Guide voyage
Le trekking pour voir les gorilles au Rwanda n’est pas une activité que l’on décide sur place en achetant simplement une entrée.
ParMomentBook EditorialPubliéMis à jour
Le trekking pour voir les gorilles au Rwanda n’est pas une activité que l’on décide sur place en achetant simplement une entrée. Le vrai plan commence avec le permis, la règle d’âge et un rendez-vous très matinal au siège du parc national des Volcans, à Kinigi.

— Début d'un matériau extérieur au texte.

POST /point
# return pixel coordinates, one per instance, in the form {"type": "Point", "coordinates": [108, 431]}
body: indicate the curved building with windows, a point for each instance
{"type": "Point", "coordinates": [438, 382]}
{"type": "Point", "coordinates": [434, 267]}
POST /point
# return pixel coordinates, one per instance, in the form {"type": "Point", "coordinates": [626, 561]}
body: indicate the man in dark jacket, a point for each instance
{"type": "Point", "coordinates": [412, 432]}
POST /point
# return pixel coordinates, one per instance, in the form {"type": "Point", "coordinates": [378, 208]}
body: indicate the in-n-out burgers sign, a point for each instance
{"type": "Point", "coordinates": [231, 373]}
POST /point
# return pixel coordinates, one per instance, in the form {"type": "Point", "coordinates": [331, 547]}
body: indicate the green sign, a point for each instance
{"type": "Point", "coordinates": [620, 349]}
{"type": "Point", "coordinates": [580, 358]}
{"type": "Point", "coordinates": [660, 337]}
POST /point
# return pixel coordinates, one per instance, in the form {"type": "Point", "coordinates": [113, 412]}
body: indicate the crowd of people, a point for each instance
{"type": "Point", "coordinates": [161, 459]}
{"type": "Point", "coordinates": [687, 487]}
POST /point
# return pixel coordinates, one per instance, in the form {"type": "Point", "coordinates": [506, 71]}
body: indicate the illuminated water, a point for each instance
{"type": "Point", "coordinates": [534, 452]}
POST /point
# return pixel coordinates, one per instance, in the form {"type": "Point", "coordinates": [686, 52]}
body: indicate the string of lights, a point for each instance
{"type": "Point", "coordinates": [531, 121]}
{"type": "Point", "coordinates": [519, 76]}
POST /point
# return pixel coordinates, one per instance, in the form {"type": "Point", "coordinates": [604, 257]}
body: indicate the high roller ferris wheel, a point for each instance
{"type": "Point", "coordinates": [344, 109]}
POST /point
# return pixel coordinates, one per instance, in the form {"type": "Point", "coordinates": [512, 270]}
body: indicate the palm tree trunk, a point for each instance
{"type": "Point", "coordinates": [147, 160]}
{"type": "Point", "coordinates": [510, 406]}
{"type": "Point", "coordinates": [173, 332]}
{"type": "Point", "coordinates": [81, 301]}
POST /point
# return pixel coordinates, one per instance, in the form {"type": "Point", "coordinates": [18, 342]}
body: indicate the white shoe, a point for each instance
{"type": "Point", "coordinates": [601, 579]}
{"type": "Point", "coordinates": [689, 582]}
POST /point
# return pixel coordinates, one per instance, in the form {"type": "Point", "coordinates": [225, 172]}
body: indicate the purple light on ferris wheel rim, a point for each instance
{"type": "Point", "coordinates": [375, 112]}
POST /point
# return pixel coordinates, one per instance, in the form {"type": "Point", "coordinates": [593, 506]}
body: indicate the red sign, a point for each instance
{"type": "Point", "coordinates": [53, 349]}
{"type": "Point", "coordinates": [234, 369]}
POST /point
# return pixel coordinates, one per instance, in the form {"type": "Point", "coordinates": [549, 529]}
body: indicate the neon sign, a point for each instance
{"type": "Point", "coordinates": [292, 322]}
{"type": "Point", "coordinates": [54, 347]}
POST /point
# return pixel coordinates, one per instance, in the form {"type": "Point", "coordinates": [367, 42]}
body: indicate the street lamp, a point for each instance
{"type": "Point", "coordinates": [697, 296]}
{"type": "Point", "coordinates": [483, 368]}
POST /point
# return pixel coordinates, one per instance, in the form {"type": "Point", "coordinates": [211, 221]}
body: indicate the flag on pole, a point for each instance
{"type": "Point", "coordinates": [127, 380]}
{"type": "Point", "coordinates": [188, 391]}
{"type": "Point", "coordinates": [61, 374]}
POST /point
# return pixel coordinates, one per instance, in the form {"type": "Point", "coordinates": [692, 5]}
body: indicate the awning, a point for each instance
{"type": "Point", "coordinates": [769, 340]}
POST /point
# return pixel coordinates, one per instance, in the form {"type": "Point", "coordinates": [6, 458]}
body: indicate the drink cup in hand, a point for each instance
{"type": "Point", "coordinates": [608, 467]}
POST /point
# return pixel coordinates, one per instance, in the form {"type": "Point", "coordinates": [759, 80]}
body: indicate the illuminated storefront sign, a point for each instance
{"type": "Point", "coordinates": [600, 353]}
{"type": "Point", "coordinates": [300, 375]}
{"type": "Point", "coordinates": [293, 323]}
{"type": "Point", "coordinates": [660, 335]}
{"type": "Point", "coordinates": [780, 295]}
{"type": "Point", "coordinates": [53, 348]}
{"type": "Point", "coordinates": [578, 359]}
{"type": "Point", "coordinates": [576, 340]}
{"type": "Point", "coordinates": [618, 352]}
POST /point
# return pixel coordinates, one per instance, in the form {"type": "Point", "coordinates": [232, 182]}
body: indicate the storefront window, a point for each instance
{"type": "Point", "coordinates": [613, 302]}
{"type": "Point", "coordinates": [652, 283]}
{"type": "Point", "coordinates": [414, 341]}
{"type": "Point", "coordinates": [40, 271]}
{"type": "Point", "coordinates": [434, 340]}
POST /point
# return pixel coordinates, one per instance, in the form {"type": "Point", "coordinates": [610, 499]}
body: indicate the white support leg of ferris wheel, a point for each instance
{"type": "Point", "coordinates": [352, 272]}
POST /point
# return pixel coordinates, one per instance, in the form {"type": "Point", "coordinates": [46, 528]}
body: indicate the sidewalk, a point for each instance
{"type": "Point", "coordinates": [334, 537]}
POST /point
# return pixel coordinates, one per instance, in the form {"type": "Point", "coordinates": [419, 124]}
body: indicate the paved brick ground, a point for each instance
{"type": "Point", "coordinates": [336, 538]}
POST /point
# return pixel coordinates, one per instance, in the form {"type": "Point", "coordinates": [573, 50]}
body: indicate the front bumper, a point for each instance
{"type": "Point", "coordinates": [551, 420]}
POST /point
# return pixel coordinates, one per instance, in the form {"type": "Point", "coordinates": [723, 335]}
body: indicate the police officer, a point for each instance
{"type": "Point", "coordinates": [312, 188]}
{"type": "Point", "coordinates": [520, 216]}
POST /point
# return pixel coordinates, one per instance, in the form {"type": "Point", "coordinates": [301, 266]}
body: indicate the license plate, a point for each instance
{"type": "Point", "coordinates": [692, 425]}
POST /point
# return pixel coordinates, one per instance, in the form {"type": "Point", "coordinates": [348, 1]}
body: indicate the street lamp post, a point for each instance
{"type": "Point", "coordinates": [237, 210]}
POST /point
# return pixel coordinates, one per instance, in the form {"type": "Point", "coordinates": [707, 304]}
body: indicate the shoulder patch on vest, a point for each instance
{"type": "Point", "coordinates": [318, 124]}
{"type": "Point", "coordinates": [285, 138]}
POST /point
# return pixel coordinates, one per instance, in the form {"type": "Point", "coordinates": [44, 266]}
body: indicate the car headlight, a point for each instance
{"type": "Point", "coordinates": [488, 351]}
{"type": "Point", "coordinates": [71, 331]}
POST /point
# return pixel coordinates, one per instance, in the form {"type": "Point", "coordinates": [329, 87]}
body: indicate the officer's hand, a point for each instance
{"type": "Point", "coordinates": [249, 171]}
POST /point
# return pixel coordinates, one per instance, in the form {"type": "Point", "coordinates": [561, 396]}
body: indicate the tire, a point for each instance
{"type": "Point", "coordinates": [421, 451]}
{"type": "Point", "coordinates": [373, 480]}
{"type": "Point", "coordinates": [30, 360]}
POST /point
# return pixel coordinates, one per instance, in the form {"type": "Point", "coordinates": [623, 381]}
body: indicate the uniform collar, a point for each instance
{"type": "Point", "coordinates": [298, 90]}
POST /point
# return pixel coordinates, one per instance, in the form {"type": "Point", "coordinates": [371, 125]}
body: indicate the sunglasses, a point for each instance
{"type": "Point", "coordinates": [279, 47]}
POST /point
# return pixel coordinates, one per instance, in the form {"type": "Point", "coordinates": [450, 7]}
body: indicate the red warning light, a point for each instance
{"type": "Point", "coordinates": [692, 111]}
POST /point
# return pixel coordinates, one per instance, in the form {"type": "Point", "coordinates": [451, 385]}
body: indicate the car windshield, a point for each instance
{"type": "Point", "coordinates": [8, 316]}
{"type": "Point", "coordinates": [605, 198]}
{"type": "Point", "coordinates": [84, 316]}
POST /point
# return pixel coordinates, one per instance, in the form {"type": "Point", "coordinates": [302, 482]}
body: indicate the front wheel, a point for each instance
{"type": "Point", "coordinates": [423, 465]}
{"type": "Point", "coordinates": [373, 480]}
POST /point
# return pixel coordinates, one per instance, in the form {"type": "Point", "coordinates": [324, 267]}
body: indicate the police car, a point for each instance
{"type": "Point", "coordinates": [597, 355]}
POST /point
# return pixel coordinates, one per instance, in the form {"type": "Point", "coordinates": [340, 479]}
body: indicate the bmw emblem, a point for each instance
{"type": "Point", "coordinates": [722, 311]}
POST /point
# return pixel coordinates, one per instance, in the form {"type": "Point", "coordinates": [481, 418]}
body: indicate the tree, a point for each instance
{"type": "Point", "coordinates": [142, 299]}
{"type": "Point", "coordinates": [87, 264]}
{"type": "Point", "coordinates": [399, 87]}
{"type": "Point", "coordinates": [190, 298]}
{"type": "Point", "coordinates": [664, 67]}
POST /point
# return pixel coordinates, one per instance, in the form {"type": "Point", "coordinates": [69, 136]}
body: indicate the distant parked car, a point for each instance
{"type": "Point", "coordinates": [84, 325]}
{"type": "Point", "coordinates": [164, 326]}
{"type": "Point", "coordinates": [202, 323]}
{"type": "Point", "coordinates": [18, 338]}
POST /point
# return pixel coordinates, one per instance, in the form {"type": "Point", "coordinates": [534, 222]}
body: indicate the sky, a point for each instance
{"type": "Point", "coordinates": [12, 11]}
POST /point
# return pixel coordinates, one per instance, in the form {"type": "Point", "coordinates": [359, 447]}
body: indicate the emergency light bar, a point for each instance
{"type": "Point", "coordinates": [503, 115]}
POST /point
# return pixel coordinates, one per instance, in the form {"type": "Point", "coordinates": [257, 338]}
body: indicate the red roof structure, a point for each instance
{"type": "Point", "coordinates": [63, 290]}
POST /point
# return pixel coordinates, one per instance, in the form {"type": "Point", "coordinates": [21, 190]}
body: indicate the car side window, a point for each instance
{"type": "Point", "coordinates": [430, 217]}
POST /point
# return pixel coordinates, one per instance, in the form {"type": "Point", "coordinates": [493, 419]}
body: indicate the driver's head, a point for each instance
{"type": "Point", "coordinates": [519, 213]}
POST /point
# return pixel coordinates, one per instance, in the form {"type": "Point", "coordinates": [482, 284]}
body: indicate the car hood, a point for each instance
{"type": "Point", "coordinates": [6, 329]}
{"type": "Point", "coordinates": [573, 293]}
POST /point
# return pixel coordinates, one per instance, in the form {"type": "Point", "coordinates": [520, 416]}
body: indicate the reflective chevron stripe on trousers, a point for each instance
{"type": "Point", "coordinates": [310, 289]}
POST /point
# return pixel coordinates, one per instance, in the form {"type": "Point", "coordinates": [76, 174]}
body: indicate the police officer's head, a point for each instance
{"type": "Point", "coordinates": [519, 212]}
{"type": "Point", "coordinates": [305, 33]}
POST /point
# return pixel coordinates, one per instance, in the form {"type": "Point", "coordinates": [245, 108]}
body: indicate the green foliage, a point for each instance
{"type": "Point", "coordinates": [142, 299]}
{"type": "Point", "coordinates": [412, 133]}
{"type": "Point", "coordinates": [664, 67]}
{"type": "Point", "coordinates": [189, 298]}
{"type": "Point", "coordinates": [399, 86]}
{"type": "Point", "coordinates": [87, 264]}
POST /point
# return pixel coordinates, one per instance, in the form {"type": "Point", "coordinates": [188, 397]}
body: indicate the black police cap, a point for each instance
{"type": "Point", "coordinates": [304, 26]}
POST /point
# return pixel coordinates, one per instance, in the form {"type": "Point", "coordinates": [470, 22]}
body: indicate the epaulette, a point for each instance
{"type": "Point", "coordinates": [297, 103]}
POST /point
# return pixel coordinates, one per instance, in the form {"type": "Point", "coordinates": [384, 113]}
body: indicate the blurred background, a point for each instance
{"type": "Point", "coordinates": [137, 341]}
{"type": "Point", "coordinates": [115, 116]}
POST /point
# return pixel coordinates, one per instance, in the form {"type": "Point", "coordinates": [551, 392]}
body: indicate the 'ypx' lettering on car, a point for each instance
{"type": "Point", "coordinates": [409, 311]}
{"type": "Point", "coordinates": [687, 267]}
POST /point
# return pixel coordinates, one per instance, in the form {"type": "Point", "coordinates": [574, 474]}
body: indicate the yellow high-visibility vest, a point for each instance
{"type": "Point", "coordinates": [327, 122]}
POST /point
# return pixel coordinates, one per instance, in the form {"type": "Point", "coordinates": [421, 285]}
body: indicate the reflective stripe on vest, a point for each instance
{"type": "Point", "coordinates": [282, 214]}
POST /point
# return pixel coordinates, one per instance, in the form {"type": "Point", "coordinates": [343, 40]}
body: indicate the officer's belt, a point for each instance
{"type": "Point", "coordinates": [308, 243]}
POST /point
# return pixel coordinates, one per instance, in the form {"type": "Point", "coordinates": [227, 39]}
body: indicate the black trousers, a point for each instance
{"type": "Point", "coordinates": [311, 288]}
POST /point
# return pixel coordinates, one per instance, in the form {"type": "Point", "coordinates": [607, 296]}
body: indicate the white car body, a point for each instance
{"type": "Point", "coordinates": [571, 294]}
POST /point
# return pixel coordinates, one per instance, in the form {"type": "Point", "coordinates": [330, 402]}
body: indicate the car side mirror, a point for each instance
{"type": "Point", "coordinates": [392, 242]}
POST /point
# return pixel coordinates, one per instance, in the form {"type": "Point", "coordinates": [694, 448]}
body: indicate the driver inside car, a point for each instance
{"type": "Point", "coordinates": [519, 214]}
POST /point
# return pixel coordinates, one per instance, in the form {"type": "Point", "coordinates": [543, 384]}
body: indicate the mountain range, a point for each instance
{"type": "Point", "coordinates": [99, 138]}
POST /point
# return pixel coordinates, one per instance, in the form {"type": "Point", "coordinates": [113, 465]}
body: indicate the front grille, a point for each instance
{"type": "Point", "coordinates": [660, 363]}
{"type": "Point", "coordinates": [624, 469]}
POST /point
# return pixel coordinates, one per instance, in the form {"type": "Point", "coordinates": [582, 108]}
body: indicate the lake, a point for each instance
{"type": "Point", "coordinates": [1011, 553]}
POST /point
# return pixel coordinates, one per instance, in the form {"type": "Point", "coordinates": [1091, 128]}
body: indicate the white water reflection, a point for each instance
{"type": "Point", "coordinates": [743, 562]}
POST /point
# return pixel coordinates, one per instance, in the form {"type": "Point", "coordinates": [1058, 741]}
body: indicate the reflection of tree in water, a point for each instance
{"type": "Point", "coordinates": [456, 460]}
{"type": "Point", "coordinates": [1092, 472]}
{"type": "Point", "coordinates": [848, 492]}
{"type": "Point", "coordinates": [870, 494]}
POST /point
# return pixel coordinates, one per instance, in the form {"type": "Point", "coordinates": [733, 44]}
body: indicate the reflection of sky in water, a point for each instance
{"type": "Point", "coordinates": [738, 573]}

Les pages officielles de Visit Rwanda et du portail de réservation du Rwanda Development Board (RDB) exposent clairement les contraintes principales : les permis sont limités, le permis standard pour visiteur étranger coûte cher, les moins de 15 ans ne sont pas admissibles et le temps de marche dépend de l’emplacement de la famille de gorilles ce matin-là. Ce guide regroupe ces éléments avant de réserver vos hôtels ou votre transport.

*Source de l’image : Visit Rwanda / Rwanda Development Board*
Pour ce voyage, le permis est la contrainte la plus difficile à remplacer. Visit Rwanda décrit la réservation directe via le circuit officiel RDB et précise aussi que certains opérateurs touristiques peuvent aider. Dans tous les cas, ne considérez pas le permis comme un simple ajout après avoir déjà fixé les vols et les hébergements.
La raison est simple : la page officielle de tourisme indique huit permis disponibles pour chacune des 12 familles entièrement habituées, soit un maximum de 96 permis gorilles par jour. C’est une offre quotidienne relativement limitée pour l’une des expériences animalières les plus connues du Rwanda. Si vos dates sont fixes, vérifiez la disponibilité du permis avant de verrouiller des nuits autour de Musanze ou de Kinigi.
Le portail de réservation RDB indique l’âge minimum pour le mountain gorilla tracking : 15 ans. Cette règle compte avant de planifier un déplacement, car un enfant plus jeune ne peut pas simplement se joindre le jour même.
Les catégories tarifaires nécessitent aussi de la vigilance. Les pages officielles affichent USD 1,500 comme permis standard pour les visiteurs étrangers. Le portail montre des catégories moins élevées pour les résidents ou les citoyens, mais ce ne sont pas des réductions choisies librement : elles dépendent de justificatifs corrects de résidence, de citoyenneté ou d’éligibilité régionale. Le portail avertit que les demandes déposées avec de mauvais documents seront refusées. Si vous n’êtes pas sûr de la catégorie à sélectionner, utilisez la page officielle de réservation ou un opérateur autorisé avant de payer, plutôt que de deviner.
La page de trekking de Visit Rwanda indique que les participants se rassemblent au siège du parc à Kinigi à 07:00. C’est l’heure de début à prendre en compte pour organiser la journée, et non le moment où vous espérez commencer à marcher dans la forêt.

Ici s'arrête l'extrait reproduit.